How the blockchain could change insurance

A new piece of research has identified exactly how the insurance industry could be changed by blockchain technology, the technology behind bitcoin

Insurance News

By Callum Glennen

While Bitcoin has remained on the fringe of finance, the technology behind the cryptocurrency has the potential to forever the change the insurance industry.

New research from Long Finance, sponsored by PwC and conducted by Z/Yen, found there is a significant amount of enthusiasm among the wholesale insurance market about creating a blockchain solution for monitoring transactions.

It’s a significant finding since blockchain technology has the potential to create a massive efficiency boost. Recent estimates from a Goldman Sachs Investment Research report found that use of blockchain in KYC/AML checks alone could save $2.5 billion of the estimated $10 billion global processing costs in the sector.

The use of a blockchain would essentially provide wholesale insurers a distributed record of transactions across the sector available to everyone. Speaking to Insurance Business UK, Steve Webb, financial services blockchain leader at PwC, said while this would eliminate things like re-entering and duplicating data, it would also have far further-reaching benefits.

“There is a big efficiency play, but it’s not simply de-duplication, it’s actually digitising, to a certain extent, the transaction flow between the broker, the insurer, the reinsurer and potentially the party seeking insurance,” said Webb. “And potentially others, like the market and the regulator.”

While the most immediate benefit comes from efficiency, in this future the blockchain could allow a far greater sharing of information between all parties involved in insurance. A potential application could be allowing insurers to track the exact moment an insured cargo container is loaded on to a ship, by connecting the blockchain with an internet-of-things system.

While the appetite among wholesale insurer is there, Webb said the challenge is now establishing cross-company standards to create the system.

“For everyone to get benefit from that, you have to agree between the broker, the insurer, the reinsurer, any market regulator that would want to be on the chain, on the way it is going to work,” he said. “You need to agree on the business process standards you are going to have.”

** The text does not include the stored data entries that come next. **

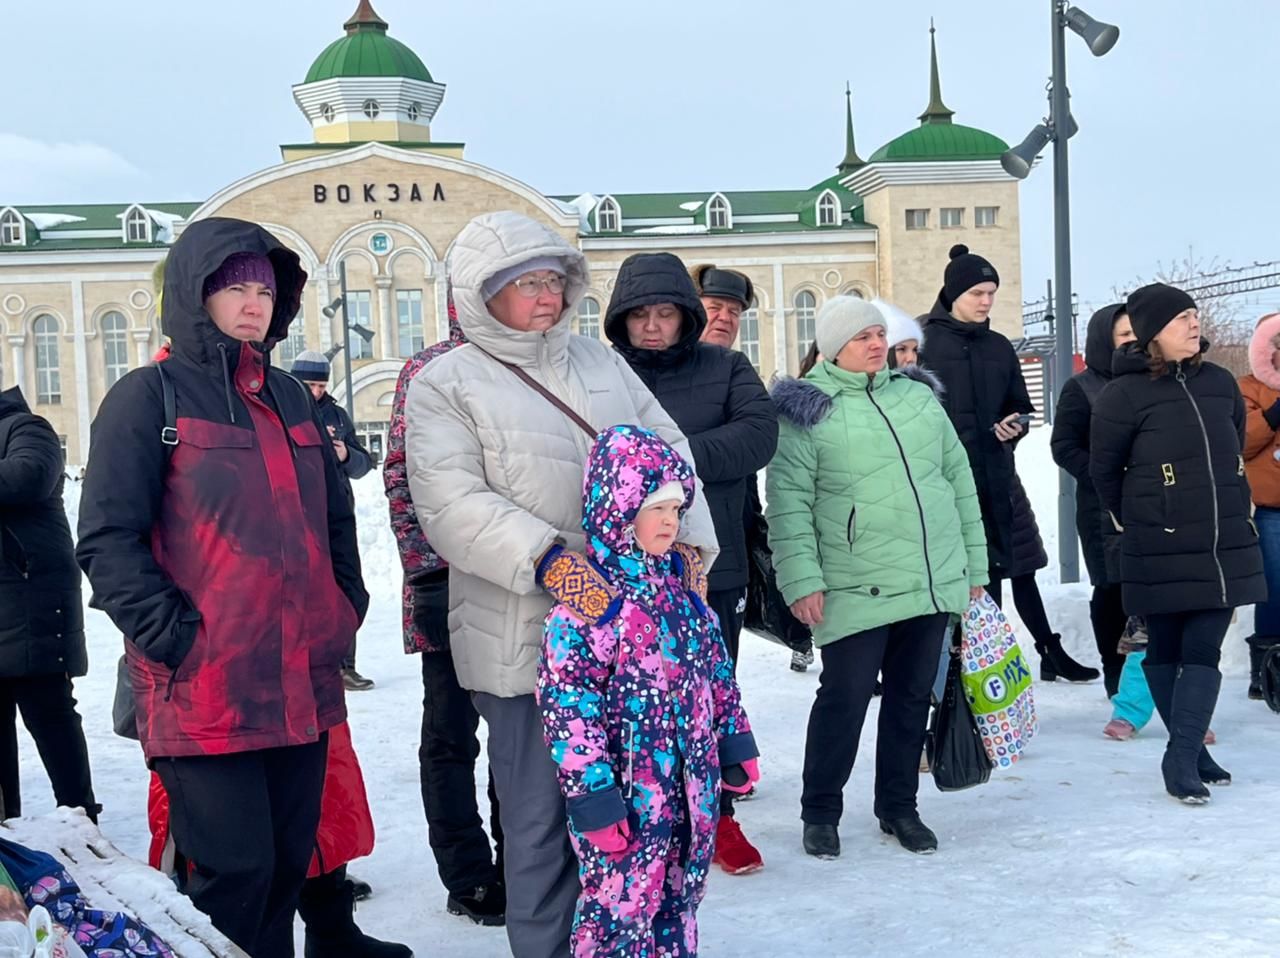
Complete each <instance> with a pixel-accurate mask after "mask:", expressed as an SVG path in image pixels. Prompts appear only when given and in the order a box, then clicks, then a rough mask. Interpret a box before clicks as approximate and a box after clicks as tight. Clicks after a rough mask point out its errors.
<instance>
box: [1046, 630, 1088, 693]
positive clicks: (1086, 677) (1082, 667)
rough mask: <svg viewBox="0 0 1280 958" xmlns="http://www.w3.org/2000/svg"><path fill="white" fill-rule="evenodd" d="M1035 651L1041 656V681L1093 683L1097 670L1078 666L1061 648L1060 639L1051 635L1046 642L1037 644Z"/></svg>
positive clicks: (1080, 665)
mask: <svg viewBox="0 0 1280 958" xmlns="http://www.w3.org/2000/svg"><path fill="white" fill-rule="evenodd" d="M1036 651H1037V652H1039V656H1041V681H1057V680H1059V679H1062V680H1064V681H1093V680H1094V679H1097V678H1098V670H1097V669H1091V667H1089V666H1085V665H1080V663H1079V662H1076V661H1075V660H1074V658H1071V657H1070V656H1069V654H1066V649H1065V648H1062V637H1061V635H1059V634H1057V633H1053V637H1052V638H1051V639H1050V640H1048V642H1037V643H1036Z"/></svg>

While it all may seem abstract for the average high-street broker, Webb said they could be using it in the near future. Like Bitcoin users, brokers are varied and need to manage complex transactions. Webb also said brokers will follow the standard the big insurers set.

“When some of the major insurers and players that high street brokers interact with start to change their processes and start to adopt this technology, the ripple down effect will be that they’ll want all parties they interact with to adopt it themselves,” he said.

Webb said experimenting to find what works is important for the development of blockchain.

“This is a new technology, its going so fast that building something with it, experimenting and looking to learn, adapt and move on we think is the winning way of developing solutions.”